One-Night-Stands: Walk of Shame oder unverschämt gut?

Montag, 30.06.2008

Sexuelle Befreiung hin oder her - die meisten Frauen können wohl doch nicht aus ihrer Haut. Eine Umfrage ergab: Männer fühlen sich nach einem One-Night-Stand bestätigt, Frauen dagegen benutzt.

Lindsay Lohan gilt als Hollywoods Queen of One-Night-Stands, sie hat sich erst Anfang Juni mit Bobbi Browns Sohn auf einer Club-Toilette vergnügt, was letzterer wiederum freimütig der Presse erzählte. Lindsay steht zu ihrer Freizügigkeit und hat schon des öfteren betont, sie schlafe mit wem sie will und wolle sich ausleben.

Die One-Night-Stand-Realität sieht aber oft anders aus. Eine Freundin nannte es mal den "Walk of Shame", den Weg nach Hause am Morgen nach einem One-Night-Stand. Sie saß in der U-Bahn und hatte das Gefühl, die Leute würden sie anstarren. So als sähen sie, dass meine Freundin gerade unverbindlichen Sex mit einem Fremden hatte. In ihrer Wohnung angekommen, stellte sie sich erst mal unter die Dusche, und das eine halbe Stunde.
Eine Online-Umfrage der Durham Universität in England bestätigt nun dieses Scham-Gefühl meiner Freundin als typisch weiblich. Die Leiterin dieser Studie,  Professor Anne Campbell, wollte von Männern und Frauen wissen, wie sie sich nach einem One-Night-Stand fühlten.

Knappe 1.800 User haben mitgemacht und unterm Strich kam raus: Männer fühlen sich bestätigt, Frauen hingegen benutzt.
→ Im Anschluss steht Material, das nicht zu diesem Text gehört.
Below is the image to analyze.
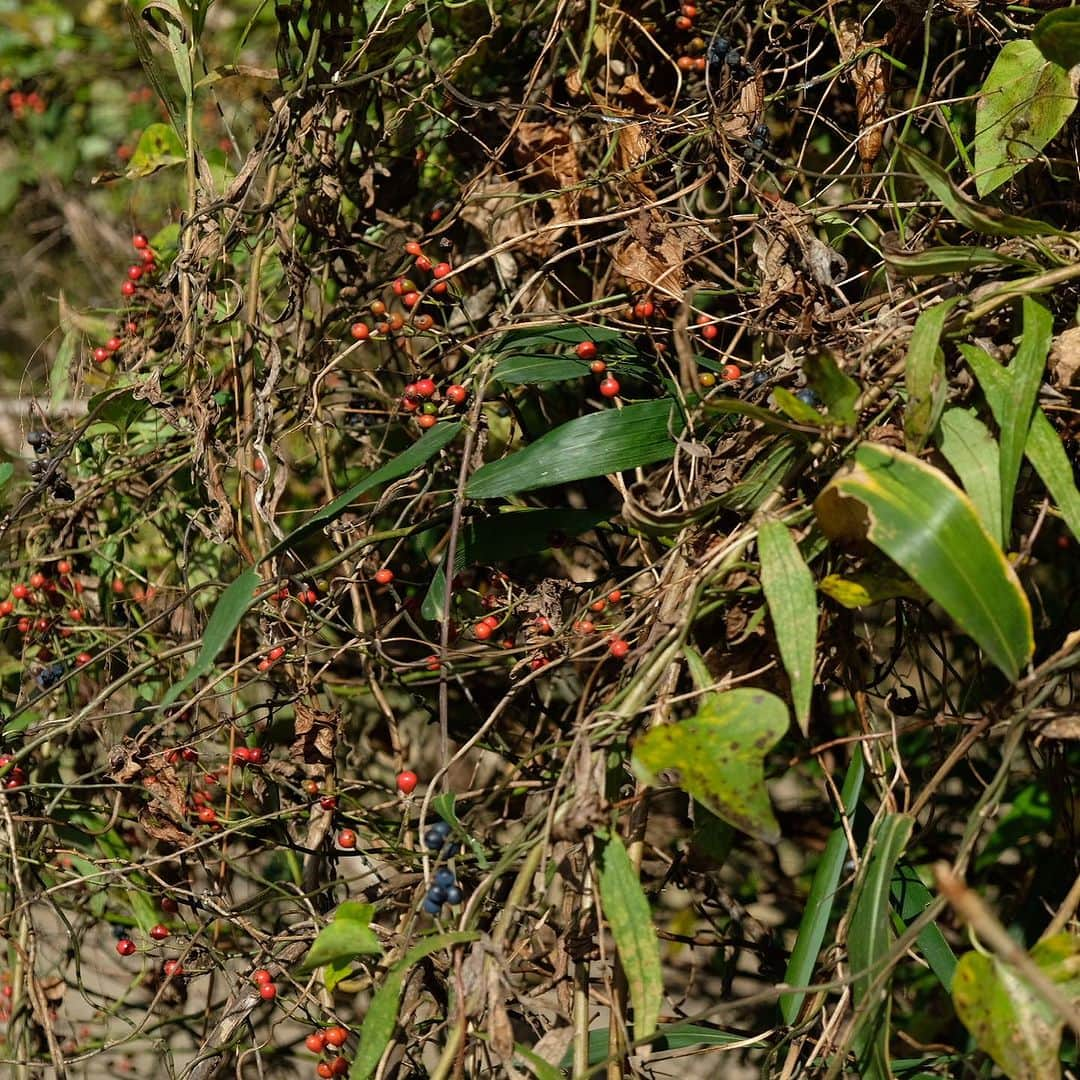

Während 80 Prozent der Männer ihre Gefühle am Morgen danach als absolut positiv schildern, sind es bei den Frauen nur 54 Prozent. Im Gegensatz zu den befragten Frauen, neigten die Männer auch dazu, gegenüber anderen von der Nacht als "Erfolgserlebnis" zu sprechen. Das Gefühl von Scham und die Sorge um den eigenen Ruf brächten Frauen dazu, den One-Night-Stand zu verschweigen, so die Umfrage.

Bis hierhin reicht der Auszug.